Leren om te gaan met angst vereist een individuele aanpak. Die aanpak bestaat uit twee componenten: (1) een diagnose, en (2) een behandeling. Zowel bij de diagnose als de behandeling maken we gebruik van het feit dat van alle oefeningen de moeilijkheidsgraad gevarieerd kan worden door het aanpassen van afstanden (tussen krijtlijnen, pylonen, …), doormeters (van bochten en cirkels) en aantallen (bochten en poortjes). Voor elke oefening bestaat er een moeilijkheidsgraad waarbij de fietser de oefening nog net met vertrouwen kan rijden. Dit noemen we de “uitgangsoefening”.

 

1. Diagnose

  1. Neem angst serieus en praat het niet weg.
  2. Ga ervan uit dat de meeste mensen niet over hun angsten kunnen of willen praten. Misschien benoemen ze hun gevoel van onbehagen zelfs niet als angst. Dit kun je vaak zien aan een verkrampte houding op de fiets. Met deze fietsers spreek je niet over angst maar over dat het “nog niet zo lekker gaat” of “nog niet zo lekker voelt”.
  3. Ga niet in gesprek over de details van hoe de fietser zijn angst (“nog niet zo lekker voelen”) ervaart. In plaats daarvan, concentreer je op de precieze omstandigheden waarin die angst zich voordoet.
  4. Stel de uitgangsoefening vast. Concreet, probeer duidelijk te krijgen welke precieze oefening (welke afstanden, welke doormeters, welke aantallen) de fietser nog net met vertrouwen kan rijden.

 

2. Behandeling

  1. Pas de moeilijkheidsgraad van de oefening aan zodat de fietser die nog net met vertrouwen kan rijden.
  2. Laat de fietser deze oefening zo vaak rijden totdat het vertrouwen volledig is en de verkramping verdwenen is.
  3. Verhoog geleidelijk aan de moeilijkheidsgraad van de oefening en herhaal telkens stap 2.

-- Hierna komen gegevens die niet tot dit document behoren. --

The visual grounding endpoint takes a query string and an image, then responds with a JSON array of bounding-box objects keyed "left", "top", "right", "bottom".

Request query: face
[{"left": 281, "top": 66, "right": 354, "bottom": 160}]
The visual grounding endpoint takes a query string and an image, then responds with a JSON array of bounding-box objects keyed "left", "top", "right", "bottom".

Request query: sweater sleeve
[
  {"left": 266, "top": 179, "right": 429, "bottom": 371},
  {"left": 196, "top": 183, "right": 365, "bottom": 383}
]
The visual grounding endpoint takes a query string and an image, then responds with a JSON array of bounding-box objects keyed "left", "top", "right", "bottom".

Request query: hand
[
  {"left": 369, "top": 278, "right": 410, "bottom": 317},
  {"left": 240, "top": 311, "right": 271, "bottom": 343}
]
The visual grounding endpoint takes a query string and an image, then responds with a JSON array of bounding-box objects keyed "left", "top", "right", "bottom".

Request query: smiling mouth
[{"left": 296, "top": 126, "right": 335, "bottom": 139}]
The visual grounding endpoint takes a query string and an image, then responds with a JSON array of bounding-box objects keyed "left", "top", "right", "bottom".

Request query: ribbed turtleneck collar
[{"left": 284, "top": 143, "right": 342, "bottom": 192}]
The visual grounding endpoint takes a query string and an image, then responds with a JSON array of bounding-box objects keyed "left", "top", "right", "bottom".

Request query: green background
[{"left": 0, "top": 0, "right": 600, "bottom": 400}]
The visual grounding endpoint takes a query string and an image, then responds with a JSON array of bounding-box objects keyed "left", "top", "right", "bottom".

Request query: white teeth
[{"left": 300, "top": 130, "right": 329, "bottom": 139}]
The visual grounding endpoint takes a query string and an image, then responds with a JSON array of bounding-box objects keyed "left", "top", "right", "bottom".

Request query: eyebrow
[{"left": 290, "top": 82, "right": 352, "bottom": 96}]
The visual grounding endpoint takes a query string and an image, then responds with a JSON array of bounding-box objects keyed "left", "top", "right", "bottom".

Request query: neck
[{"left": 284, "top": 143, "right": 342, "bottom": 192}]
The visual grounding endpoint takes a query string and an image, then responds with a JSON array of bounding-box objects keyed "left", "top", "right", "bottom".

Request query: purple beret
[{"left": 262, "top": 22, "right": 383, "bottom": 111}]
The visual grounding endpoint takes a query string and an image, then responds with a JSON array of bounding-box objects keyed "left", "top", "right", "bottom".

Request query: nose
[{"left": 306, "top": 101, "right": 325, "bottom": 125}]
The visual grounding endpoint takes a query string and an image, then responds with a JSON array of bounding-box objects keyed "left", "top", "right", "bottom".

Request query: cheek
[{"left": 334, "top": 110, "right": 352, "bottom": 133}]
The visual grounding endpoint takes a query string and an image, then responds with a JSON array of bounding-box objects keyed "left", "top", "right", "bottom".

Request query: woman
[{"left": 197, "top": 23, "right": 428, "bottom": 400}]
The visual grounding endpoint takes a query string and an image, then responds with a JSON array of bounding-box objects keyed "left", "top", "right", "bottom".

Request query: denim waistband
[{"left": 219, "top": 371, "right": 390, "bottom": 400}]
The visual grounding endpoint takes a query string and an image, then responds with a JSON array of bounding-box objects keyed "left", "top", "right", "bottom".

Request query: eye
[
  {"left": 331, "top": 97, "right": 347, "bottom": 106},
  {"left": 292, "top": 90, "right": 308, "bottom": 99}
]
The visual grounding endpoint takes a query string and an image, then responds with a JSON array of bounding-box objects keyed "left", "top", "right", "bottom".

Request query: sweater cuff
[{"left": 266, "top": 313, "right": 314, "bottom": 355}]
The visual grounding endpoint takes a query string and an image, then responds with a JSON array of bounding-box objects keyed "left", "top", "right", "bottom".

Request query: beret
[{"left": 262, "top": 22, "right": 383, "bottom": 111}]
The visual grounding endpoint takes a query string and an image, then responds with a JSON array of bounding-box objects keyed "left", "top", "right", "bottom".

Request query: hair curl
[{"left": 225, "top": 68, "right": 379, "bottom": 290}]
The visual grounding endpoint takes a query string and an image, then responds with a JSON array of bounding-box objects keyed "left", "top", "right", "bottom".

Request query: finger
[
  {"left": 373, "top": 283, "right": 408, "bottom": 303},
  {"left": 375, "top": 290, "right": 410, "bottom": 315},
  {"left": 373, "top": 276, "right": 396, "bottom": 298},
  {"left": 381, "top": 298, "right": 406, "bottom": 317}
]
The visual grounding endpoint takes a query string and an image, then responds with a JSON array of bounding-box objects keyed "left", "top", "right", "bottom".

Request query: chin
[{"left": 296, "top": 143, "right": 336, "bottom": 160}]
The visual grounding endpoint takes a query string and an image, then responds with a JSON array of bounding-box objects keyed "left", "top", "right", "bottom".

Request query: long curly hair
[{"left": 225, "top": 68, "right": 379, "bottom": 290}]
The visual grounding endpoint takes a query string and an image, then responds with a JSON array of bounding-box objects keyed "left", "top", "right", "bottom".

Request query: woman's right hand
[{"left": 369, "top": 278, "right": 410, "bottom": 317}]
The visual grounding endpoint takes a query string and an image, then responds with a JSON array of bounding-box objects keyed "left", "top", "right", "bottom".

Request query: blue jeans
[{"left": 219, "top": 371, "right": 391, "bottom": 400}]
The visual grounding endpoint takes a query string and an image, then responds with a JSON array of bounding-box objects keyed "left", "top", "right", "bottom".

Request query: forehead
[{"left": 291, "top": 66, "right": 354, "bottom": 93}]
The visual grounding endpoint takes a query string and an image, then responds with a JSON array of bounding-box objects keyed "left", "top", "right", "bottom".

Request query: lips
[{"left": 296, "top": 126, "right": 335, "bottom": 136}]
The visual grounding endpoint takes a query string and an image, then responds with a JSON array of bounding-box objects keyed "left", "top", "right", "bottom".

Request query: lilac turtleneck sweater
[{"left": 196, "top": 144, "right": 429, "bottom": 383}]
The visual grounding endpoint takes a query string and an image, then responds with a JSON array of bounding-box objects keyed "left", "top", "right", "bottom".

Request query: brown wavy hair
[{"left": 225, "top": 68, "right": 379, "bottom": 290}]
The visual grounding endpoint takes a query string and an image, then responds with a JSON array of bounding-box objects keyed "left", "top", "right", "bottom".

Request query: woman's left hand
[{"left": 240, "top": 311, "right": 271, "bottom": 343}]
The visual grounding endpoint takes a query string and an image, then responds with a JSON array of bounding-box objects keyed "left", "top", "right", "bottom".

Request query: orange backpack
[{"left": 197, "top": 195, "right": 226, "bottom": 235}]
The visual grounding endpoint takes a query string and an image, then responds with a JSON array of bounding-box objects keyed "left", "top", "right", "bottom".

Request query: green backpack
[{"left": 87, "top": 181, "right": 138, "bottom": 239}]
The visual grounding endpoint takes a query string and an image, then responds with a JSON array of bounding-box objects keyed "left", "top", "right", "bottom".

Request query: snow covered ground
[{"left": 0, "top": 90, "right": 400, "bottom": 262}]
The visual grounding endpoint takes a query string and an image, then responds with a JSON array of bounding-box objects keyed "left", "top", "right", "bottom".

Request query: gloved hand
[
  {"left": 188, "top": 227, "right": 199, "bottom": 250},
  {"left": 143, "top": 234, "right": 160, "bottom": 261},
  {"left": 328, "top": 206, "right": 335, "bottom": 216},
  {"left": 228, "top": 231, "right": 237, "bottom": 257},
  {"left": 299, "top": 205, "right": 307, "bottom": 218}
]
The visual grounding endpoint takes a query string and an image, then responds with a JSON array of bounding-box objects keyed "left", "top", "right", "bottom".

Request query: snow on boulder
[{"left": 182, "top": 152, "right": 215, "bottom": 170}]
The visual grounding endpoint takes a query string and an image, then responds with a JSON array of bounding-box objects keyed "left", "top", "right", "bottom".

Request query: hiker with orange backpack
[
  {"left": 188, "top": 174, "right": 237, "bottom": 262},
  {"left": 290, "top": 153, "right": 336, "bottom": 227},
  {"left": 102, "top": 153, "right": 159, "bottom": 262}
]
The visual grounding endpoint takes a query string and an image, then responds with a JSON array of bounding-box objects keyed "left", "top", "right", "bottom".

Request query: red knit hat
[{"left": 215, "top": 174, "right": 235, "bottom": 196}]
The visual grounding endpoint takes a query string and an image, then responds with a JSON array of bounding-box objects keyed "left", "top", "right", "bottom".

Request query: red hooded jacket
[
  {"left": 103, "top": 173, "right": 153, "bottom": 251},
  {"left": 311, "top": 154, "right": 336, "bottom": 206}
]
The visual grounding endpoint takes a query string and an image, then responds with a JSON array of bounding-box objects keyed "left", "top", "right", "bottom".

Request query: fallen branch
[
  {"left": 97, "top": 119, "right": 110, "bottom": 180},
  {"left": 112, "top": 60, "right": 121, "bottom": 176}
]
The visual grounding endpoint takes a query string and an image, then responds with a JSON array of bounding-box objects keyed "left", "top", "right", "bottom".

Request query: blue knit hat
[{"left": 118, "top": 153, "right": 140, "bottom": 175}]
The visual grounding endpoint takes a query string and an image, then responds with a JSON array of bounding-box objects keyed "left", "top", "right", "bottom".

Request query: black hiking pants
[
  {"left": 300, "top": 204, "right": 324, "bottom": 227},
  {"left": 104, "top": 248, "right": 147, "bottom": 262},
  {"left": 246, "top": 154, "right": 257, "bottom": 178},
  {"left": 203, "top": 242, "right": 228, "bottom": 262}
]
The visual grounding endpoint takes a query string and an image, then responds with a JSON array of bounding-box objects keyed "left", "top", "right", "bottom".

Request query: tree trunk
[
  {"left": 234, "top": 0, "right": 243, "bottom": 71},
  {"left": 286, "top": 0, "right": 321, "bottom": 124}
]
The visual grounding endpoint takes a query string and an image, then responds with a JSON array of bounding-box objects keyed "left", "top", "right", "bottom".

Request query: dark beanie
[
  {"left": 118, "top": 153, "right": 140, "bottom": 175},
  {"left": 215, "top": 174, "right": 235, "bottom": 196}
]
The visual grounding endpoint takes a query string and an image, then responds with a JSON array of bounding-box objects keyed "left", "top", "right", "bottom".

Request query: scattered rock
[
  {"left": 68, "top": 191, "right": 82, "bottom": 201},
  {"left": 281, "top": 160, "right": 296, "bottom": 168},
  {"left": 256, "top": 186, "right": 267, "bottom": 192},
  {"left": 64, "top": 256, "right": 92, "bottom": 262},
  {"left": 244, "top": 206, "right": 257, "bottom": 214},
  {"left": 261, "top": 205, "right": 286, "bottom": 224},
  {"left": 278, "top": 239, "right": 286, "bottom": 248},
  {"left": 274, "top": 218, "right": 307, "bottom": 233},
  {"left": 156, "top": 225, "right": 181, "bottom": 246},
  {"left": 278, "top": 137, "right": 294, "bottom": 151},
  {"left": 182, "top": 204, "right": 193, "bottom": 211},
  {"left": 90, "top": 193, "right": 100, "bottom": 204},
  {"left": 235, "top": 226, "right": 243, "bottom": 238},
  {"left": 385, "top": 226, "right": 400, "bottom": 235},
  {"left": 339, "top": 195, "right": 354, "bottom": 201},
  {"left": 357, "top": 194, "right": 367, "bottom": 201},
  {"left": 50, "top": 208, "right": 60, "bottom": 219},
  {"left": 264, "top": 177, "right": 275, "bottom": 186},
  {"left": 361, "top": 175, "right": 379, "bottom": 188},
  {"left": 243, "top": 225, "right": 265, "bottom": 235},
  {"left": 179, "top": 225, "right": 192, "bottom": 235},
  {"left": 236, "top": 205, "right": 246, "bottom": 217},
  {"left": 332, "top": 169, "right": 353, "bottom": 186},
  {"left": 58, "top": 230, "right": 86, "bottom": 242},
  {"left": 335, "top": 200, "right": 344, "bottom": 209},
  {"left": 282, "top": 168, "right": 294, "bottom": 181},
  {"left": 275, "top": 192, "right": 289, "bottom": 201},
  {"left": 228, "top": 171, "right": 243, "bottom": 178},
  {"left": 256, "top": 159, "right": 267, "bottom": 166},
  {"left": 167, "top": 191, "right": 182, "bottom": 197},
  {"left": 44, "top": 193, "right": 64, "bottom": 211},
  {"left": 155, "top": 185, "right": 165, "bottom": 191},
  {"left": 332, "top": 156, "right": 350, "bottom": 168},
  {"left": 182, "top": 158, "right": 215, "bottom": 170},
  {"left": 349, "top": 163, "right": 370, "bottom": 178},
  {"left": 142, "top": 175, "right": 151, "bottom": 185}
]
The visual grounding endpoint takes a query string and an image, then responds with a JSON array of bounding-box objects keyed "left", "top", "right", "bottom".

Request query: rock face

De kracht van deze behandelingsvorm is gelegen in het feit dat het overwinnen van angst sterk motiverend is voor de fietser. De herhaling die nodig is om de eerste vooruitgang te boeken (de eerste keer dat stap 2 gezet wordt) vereist doorzetting van de fietser en aanmoediging van een fietsdocent. Maar de volgende keren dat stap 2 genomen moet worden (elke keer met een hogere moeilijkheidsgraad), is de motivatie van de fietser meestal hoog genoeg om het alleen voor elkaar te krijgen.